Tickets are free for Lafayette students, $6 for students at LVAIC schools, $4 for faculty and staff, and $29 for the public. They can be obtained by calling the Williams Center box office at (610) 330-5009.

The performance is a set of works by Ned Rorem, regarded by many as the most accomplished craftsman of American song. Haydn’s Symphony No. 26, “Lamentatione,” and two early 20th-century masterworks, Ravel’s Pavane pour une enfante defunte and Stravinsky’s Dances Concertantes, complete the program.

Susan Graham is one of the world’s foremost opera, recital stars, and singing actresses.

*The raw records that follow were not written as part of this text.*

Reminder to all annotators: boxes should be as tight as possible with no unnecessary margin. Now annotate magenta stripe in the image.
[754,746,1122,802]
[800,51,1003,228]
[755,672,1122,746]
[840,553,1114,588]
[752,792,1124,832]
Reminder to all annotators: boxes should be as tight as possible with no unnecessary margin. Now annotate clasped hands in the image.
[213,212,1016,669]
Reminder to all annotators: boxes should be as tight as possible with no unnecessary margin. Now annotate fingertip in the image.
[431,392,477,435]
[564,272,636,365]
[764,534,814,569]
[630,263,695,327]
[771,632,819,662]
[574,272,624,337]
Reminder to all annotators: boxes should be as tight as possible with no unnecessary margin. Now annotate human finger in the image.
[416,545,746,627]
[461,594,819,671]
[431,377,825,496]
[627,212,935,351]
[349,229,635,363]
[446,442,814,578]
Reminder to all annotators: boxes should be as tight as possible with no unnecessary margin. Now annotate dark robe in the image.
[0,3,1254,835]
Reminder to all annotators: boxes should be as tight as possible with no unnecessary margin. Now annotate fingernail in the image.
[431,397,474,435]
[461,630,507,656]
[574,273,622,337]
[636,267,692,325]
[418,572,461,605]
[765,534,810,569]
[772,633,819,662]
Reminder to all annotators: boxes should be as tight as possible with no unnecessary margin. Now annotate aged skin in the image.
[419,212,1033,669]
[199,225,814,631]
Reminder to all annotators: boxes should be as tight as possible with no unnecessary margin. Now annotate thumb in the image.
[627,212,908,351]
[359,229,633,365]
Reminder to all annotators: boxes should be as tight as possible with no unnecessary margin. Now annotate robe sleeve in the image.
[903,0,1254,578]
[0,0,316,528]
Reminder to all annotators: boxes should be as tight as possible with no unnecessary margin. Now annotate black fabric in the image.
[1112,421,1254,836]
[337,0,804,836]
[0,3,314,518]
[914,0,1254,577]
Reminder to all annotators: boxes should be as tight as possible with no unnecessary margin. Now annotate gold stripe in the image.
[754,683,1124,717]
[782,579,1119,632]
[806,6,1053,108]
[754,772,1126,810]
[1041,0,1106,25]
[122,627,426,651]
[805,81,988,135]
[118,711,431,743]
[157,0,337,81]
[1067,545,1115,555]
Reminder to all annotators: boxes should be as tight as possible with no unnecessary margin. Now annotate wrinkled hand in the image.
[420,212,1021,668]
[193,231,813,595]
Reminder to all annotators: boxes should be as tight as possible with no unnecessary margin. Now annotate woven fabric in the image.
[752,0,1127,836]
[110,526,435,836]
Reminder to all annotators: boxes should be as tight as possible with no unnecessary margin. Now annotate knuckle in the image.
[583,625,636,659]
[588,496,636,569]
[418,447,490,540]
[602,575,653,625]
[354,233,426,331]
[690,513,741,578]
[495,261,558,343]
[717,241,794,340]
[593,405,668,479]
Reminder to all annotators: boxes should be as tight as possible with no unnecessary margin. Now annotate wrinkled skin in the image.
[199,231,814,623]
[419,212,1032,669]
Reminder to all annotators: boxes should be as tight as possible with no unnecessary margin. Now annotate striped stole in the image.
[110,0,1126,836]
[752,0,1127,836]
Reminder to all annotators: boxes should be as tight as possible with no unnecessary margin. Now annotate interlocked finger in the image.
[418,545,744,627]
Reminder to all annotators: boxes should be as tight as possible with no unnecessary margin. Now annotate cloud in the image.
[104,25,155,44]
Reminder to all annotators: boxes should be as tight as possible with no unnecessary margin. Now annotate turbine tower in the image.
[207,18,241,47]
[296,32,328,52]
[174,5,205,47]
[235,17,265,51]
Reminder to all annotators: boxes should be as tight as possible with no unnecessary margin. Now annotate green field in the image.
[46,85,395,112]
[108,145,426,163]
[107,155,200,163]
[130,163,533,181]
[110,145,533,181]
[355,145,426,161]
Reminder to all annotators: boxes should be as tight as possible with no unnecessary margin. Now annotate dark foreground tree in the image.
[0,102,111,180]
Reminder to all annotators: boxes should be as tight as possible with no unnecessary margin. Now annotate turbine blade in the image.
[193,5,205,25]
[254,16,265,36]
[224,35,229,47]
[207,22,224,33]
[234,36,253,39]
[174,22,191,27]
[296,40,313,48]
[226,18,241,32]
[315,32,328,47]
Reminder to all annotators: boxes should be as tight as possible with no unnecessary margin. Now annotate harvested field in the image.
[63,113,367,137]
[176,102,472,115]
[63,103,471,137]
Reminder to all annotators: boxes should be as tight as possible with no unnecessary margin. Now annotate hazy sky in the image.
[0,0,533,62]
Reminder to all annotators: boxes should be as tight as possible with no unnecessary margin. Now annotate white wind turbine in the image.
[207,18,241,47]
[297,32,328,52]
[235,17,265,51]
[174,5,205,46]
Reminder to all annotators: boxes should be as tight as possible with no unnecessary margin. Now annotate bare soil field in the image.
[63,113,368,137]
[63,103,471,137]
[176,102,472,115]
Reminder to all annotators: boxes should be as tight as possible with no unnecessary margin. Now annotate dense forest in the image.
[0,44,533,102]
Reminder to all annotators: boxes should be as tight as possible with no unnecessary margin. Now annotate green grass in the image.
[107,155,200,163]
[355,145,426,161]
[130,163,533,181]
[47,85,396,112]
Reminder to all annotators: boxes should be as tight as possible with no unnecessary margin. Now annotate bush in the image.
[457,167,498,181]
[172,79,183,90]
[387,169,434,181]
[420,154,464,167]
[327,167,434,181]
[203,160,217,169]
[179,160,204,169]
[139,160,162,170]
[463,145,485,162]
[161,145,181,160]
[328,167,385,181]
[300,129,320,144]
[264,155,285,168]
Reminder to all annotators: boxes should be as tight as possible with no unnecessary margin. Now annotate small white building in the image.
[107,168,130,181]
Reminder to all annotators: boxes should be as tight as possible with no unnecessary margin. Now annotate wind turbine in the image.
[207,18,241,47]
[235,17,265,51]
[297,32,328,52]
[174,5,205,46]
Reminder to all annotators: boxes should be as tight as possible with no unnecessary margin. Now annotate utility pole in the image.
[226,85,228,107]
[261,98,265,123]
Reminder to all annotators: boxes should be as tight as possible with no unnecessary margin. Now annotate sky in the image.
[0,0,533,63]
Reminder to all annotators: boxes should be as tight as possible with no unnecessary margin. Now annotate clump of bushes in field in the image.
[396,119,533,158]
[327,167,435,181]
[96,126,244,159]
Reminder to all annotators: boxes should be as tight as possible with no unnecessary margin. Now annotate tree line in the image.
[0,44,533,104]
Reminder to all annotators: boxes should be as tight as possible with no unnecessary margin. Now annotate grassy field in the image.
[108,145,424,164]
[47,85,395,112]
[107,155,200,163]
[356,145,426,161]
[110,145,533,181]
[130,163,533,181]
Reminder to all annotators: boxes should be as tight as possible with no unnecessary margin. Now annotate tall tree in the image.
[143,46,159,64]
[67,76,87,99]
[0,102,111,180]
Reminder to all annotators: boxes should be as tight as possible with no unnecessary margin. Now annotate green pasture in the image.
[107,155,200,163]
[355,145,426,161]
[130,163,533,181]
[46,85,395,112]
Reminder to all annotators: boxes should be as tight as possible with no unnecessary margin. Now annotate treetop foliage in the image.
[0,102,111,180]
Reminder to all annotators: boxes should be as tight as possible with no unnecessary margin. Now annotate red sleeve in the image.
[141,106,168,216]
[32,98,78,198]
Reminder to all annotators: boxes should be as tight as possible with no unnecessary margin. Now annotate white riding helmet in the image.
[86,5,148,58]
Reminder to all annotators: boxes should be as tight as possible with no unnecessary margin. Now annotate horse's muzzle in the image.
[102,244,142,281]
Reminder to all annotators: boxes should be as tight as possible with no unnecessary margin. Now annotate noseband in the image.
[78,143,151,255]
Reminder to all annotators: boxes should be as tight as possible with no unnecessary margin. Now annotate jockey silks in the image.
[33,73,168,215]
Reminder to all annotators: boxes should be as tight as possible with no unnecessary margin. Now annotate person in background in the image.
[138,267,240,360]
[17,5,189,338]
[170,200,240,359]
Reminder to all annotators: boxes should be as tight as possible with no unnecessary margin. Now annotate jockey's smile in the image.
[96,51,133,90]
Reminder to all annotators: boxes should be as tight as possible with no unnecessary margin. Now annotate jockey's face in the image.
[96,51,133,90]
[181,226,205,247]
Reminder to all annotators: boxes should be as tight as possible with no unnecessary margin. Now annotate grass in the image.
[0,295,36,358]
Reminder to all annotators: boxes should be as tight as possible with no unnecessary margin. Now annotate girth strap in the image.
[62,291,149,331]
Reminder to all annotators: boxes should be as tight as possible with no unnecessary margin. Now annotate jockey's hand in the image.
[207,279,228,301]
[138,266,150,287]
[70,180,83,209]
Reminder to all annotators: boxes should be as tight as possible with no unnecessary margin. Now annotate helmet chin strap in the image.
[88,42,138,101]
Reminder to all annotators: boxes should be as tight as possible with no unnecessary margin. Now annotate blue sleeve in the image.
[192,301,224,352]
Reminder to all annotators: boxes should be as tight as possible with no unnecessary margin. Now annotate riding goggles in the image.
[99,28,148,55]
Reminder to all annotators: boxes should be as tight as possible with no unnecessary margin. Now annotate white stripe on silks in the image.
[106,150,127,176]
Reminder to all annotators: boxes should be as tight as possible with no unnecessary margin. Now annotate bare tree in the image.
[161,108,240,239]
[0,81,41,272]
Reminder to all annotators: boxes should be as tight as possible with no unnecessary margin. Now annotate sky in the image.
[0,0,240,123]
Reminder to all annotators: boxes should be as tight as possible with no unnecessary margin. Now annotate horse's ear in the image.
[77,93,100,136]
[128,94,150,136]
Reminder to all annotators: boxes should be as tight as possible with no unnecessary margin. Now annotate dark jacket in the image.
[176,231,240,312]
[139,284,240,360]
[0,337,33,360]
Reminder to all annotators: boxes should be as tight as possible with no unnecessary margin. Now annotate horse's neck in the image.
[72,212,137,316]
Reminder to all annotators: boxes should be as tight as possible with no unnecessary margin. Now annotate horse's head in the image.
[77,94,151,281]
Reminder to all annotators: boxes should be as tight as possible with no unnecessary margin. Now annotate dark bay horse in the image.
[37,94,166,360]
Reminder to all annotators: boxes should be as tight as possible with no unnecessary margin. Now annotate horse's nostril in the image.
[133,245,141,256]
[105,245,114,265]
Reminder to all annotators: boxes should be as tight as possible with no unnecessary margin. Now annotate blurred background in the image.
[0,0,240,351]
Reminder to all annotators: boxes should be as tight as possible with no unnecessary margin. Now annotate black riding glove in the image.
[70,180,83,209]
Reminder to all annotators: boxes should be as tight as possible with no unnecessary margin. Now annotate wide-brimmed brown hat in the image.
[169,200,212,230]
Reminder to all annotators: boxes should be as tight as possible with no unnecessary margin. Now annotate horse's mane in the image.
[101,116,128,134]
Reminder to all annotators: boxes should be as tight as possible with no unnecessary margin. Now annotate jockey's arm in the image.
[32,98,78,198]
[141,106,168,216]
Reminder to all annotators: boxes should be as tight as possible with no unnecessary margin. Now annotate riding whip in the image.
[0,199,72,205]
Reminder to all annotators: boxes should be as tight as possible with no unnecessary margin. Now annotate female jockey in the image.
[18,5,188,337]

She has held dozens of roles in opera houses throughout the world including the Metropolitan Opera in New York, the Royal Opera House Covent Garden, Vienna State Opera, and Opera National de Paris. She appears in more than 25 recordings and received a Grammy Award for Best Classical Vocal Performance in 2005. She was named Vocalist of the Year in 2004 by Musical America.

The Orpheus Chamber Orchestra was founded in 1972 by cellist Julian Fifer and a group of fellow musicians who aspired to perform chamber orchestral repertory as chamber music through their own close collaborative efforts, and without a conductor. Orpheus developed its approach to the study and performance of this repertory by bringing to the orchestral setting the chamber music principles of personal involvement and mutual respect. Orpheus is a self-governing organization, making the repertory and interpretive decisions ordinarily assumed by a conductor.

Orpheus has received numerous distinctions and awards, including a 2001 Grammy Award for Shadow Dances: Stravinsky Miniatures, a 1999 Grammy Award for its jazz-inspired Ravel and Gershwin collaboration with Herbie Hancock, a 1998 Grammy nomination for its recording of Mozart piano concerti with Richard Goode, and the 1998 “Ensemble of the Year” award by Musical America.

The 2008-2009 Performance Series at Lafayette College is supported in part by gifts from Friends of the Williams Center for the Arts; by provisions of the Josephine Chidsey Williams Endowment, the J. Mahlon and Grace Buck Fund, the Croasdale Fund, the Class of ’73 Fund, the Alan and Wendy Pesky Artist-in-Residence Program, the James Bradley Fund, and the Ed Brunswick Jazz Fund; and by grants from the National Endowment for the Arts, Pennsylvania Council on the Arts, Mid Atlantic Arts Foundation, the Dexter and Dorothy Baker Foundation, and New England Foundation for the Arts. Special thanks to the F.M. Kirby Foundation for extraordinary support of the 25th anniversary season, and to Joan Moran and the Amaranth Foundation for support of the Ravi Shankar commission.